L’IA devient structurelle, la formation en prend acte
On aurait tort de résumer la présence de l’intelligence artificielle dans le rapport à une fascination technologique. Ce qui est documenté, ce sont des usages concrets : analyse prédictive des trajectoires, adaptation automatique des contenus de formation, assistants pédagogiques pilotés par IA, simulateurs de compétences en environnement métier. La formation s’équipe, se réorganise, s’automatise partiellement. Dans plusieurs cas, ce sont les équipes RH elles-mêmes qui pilotent l’intégration des solutions IA pour cartographier les compétences en tension ou identifier les potentiels internes. En France, des groupes comme Orange et EDF, mentionnés dans le rapport, expérimentent déjà ces logiques d’alignement dynamique entre IA et stratégie compétences. Mais ailleurs, l’intégration s’accélère. Le rapport agit ici comme un catalyseur : il invite les responsables formation à sortir d’une posture d’attente et à intégrer dès maintenant des briques IA dans leurs dispositifs. Pas pour suivre la tendance, mais pour organiser leur capacité à personnaliser, anticiper, et industrialiser ce qui doit l’être.
Transitions professionnelles, écologiques et systémiques : le rôle pivot des données
La Green Skills Leadership Council, l’une des instances phares du sommet, rappelle que la transition écologique ne se fera pas sans refonte massive des compétences, ni sans dispositifs d’apprentissage ancrés dans les territoires. Les 25 000 personnes reclassées dans des emplois verts par le programme CREST aux États-Unis illustrent ce qui reste à construire en France. Mais ce qui frappe le plus dans le rapport, c’est l’appel à une gouvernance systémique des parcours. Données de performance, interopérabilité des référentiels, transparence des certifications : les auteurs insistent sur la nécessité d’un pilotage par la preuve, en rupture avec la culture déclarative qui domine encore. En France, les outils existent : entretiens professionnels, observatoires métiers, systèmes de gestion des compétences. C’est la capacité à croiser ces données qui manque, à les faire parler, à les mobiliser dans les décisions stratégiques.

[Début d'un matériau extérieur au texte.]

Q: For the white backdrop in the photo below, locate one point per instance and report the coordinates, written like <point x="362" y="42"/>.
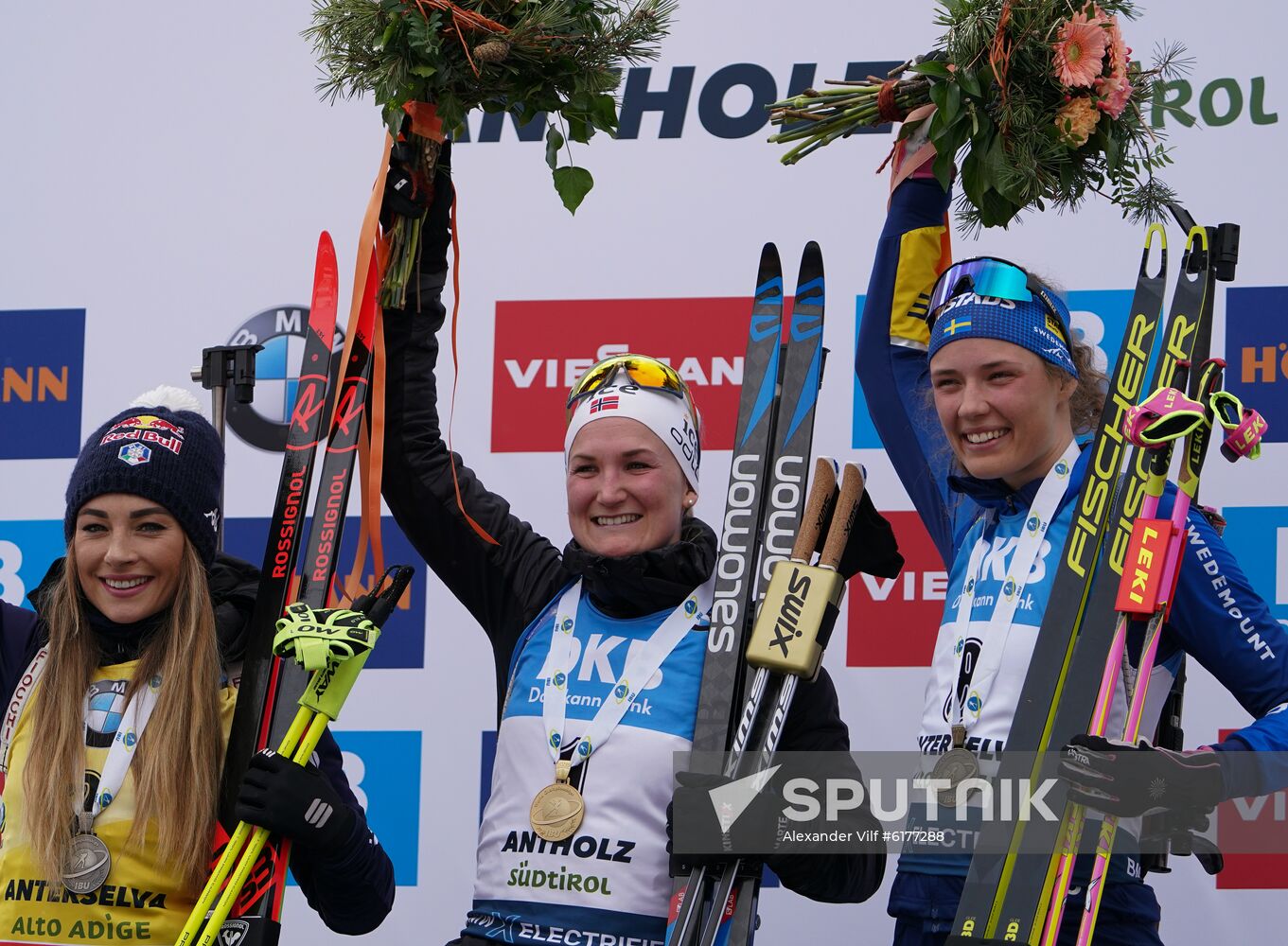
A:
<point x="167" y="168"/>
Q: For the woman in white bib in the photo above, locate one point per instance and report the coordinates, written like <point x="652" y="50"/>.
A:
<point x="596" y="663"/>
<point x="978" y="385"/>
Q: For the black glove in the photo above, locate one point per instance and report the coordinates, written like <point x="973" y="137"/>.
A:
<point x="871" y="549"/>
<point x="293" y="800"/>
<point x="749" y="835"/>
<point x="1127" y="780"/>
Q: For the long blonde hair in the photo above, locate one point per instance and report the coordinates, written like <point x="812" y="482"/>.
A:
<point x="177" y="763"/>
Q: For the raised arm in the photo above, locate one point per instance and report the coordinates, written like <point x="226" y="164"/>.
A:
<point x="503" y="585"/>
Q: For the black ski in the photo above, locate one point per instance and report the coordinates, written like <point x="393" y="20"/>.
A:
<point x="782" y="493"/>
<point x="992" y="871"/>
<point x="308" y="421"/>
<point x="1026" y="899"/>
<point x="256" y="914"/>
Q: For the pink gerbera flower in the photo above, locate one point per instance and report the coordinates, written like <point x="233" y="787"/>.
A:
<point x="1113" y="95"/>
<point x="1080" y="52"/>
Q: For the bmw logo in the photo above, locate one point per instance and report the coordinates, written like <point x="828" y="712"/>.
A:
<point x="281" y="331"/>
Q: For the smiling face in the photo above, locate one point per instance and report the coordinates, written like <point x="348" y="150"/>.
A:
<point x="626" y="493"/>
<point x="1005" y="416"/>
<point x="129" y="552"/>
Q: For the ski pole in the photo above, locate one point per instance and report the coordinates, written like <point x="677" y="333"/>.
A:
<point x="1247" y="429"/>
<point x="1156" y="425"/>
<point x="789" y="635"/>
<point x="818" y="505"/>
<point x="335" y="652"/>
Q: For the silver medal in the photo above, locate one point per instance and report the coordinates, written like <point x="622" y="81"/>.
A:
<point x="956" y="766"/>
<point x="88" y="864"/>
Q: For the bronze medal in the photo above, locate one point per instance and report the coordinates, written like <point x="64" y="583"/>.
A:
<point x="956" y="766"/>
<point x="88" y="864"/>
<point x="557" y="810"/>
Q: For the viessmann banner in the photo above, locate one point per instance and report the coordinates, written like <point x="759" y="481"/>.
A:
<point x="181" y="209"/>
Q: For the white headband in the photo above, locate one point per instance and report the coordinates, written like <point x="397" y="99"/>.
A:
<point x="661" y="412"/>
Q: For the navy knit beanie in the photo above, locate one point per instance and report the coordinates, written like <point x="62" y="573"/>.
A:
<point x="171" y="457"/>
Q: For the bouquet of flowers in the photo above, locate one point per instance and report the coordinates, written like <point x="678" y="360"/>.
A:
<point x="1042" y="96"/>
<point x="431" y="61"/>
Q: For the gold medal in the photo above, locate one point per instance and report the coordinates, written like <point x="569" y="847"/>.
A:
<point x="956" y="766"/>
<point x="557" y="810"/>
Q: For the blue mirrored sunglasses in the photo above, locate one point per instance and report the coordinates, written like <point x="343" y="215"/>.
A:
<point x="985" y="275"/>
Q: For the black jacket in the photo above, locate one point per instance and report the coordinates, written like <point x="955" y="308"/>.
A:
<point x="353" y="887"/>
<point x="505" y="586"/>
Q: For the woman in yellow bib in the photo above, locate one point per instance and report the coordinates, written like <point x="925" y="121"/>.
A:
<point x="117" y="703"/>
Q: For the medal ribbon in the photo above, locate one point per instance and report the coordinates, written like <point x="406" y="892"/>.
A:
<point x="1053" y="486"/>
<point x="641" y="667"/>
<point x="128" y="734"/>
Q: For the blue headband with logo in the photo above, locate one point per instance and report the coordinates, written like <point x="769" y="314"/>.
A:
<point x="995" y="299"/>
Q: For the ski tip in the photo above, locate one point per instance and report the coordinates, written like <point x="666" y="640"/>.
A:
<point x="326" y="247"/>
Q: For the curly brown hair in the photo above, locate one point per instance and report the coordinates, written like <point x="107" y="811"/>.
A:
<point x="1088" y="396"/>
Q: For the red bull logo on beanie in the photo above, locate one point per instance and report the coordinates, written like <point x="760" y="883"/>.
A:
<point x="146" y="429"/>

La formation ne peut plus se permettre d’être un centre de coûts documenté a posteriori. Elle doit devenir un levier de performance piloté par les faits. L’AFPA, également citée, travaille sur ces articulations entre reconversion, données, territoires et emploi durable. Le rapport ne livre pas une solution, mais trace une direction : celle d’une fonction formation qui doit désormais se penser en architecture de systèmes apprenants, et non en catalogue d’actions.